Vaccination against shingles could offer extra benefits beyond simply preventing the disease itself, with research suggesting it lowers several key measures biological decline.
The study, in The Journals of Gerontology: Series A, provides further evidence that adult vaccines could play a role in promoting healthy aging beyond the prevention of infection.
Vaccination against shingles, which is also known as herpes zoster, slowed two genetic signs of aging.
It also reduced levels of inflammation, which at chronic, low levels has been linked with age-related conditions such as heart disease, frailty, and cognitive decline through a phenomenon dubbed “inflammaging,” the investigators reported.
“By helping to reduce this background inflammation—possibly by preventing reactivation of the virus that causes shingles, the vaccine may play a role in supporting healthier aging,” explained researcher Jung Ki Kim, PhD, from the University of Southern California.
“While the exact biological mechanisms remain to be understood, the potential for vaccination to reduce inflammation makes it a promising addition to broader strategies aimed at promoting resilience and slowing age-related decline.”
Shingles causes a painful rash due to reactivation of the dormant varicella-zoster virus that also causes chickenpox.
Kim and her USC colleague Eileen Crimmins, PhD, investigated suggestions that supressing reactivation of this virus might reduce chronic inflammation and immune dysregulation triggered by latent viral reactivation, thereby slowing biological decline.
They examined how vaccination against shingles was linked with biological aging in 3,884 adults, who were at least 70 years of age, who were taking part in the U.S. Health and Retirement Study. Just under half the group had been vaccinated.

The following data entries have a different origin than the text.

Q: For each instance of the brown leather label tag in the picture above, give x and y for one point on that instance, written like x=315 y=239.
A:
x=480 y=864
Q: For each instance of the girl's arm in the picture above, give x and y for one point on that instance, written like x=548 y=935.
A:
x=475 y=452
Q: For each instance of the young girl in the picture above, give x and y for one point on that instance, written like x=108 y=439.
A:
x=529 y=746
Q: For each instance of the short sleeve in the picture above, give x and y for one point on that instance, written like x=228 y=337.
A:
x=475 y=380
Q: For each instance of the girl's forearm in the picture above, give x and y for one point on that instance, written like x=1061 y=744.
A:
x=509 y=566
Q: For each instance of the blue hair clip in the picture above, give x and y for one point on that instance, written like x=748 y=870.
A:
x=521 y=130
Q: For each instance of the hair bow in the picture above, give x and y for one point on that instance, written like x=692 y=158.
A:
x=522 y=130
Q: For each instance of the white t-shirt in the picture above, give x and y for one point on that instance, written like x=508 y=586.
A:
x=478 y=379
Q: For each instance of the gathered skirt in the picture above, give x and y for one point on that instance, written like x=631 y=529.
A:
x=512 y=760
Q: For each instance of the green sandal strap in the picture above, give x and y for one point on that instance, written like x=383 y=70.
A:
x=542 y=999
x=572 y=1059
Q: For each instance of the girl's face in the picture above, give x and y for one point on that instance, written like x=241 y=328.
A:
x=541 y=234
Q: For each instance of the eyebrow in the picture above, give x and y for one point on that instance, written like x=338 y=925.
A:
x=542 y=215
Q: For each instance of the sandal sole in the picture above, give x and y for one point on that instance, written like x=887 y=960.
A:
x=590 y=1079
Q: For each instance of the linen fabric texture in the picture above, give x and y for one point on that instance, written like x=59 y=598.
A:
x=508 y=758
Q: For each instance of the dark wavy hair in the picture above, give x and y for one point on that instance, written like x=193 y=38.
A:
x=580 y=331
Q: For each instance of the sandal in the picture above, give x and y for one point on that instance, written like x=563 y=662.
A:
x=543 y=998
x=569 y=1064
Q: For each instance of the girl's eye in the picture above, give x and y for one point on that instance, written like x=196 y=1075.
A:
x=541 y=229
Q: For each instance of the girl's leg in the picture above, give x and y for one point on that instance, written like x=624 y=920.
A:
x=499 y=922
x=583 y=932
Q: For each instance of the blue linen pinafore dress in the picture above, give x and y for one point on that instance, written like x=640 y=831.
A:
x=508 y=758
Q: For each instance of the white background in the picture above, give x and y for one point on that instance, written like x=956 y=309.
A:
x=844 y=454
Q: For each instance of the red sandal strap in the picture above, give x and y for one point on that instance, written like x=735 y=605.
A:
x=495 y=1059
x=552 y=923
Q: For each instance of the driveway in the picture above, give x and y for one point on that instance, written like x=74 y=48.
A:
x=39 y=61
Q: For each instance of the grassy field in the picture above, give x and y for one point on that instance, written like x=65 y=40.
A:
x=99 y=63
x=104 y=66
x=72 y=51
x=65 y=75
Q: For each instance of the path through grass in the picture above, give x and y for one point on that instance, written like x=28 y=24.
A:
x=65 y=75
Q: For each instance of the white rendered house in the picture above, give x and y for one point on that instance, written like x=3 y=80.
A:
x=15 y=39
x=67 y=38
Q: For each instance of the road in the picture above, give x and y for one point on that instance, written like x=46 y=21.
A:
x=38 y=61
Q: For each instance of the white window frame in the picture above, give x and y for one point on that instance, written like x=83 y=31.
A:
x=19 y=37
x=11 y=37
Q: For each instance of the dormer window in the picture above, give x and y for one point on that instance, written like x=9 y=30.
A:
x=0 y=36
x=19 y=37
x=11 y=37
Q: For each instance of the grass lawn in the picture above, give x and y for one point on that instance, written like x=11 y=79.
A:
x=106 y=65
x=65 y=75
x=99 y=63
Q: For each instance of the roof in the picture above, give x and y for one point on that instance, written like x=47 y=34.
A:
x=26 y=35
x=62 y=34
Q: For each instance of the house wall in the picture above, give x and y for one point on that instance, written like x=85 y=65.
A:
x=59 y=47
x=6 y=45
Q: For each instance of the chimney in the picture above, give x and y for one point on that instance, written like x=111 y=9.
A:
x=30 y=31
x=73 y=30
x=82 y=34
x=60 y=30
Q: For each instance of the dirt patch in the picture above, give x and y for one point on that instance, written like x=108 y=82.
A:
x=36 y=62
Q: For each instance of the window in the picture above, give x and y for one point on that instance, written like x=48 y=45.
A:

Seven measures of biological aging were studied: inflammation; innate and adaptive immunity; cardiovascular hemodynamics; neurodegeneration; epigenetic and transcriptomic aging; and a composite biological aging score.
The team found that vaccinated individuals had significantly lower levels of systemic inflammation as well as slower epigenetic aging, reflecting the activation of genes.
Vaccination was also associated with lower transcriptomic aging, which is a measure of how genes are transcribed into RNA during the creation of proteins.
This suggested that vaccine-related effects might extend to gene expression programs that govern broader physiological regulation and it supported the idea that immune training or dampening chronic of subclinical reactivation could result in lasting transcriptional recalibration.
Vaccination was also associated with a lower score on a composite biological aging measure, which integrated signals across diverse biological systems.
Benefits from vaccination persisted, with people who were vaccinated four or more years prior to blood sampling still showing lower epigenetic, transcriptomic, and overall biological aging than unvaccinated individuals.
“While the exact biological mechanisms remain to be understood, the potential for vaccination to reduce inflammation makes it a promising addition to broader strategies aimed at promoting resilience and slowing age-related decline,” the authors noted.
They added: “Our study adds to a growing body of work suggesting that vaccines may play a role in healthy aging strategies.
“For policymakers and aging researchers, this expands the conversation around vaccines beyond infectious disease control, positioning them as potentially important tools for reducing age-related decline and promoting healthy aging.”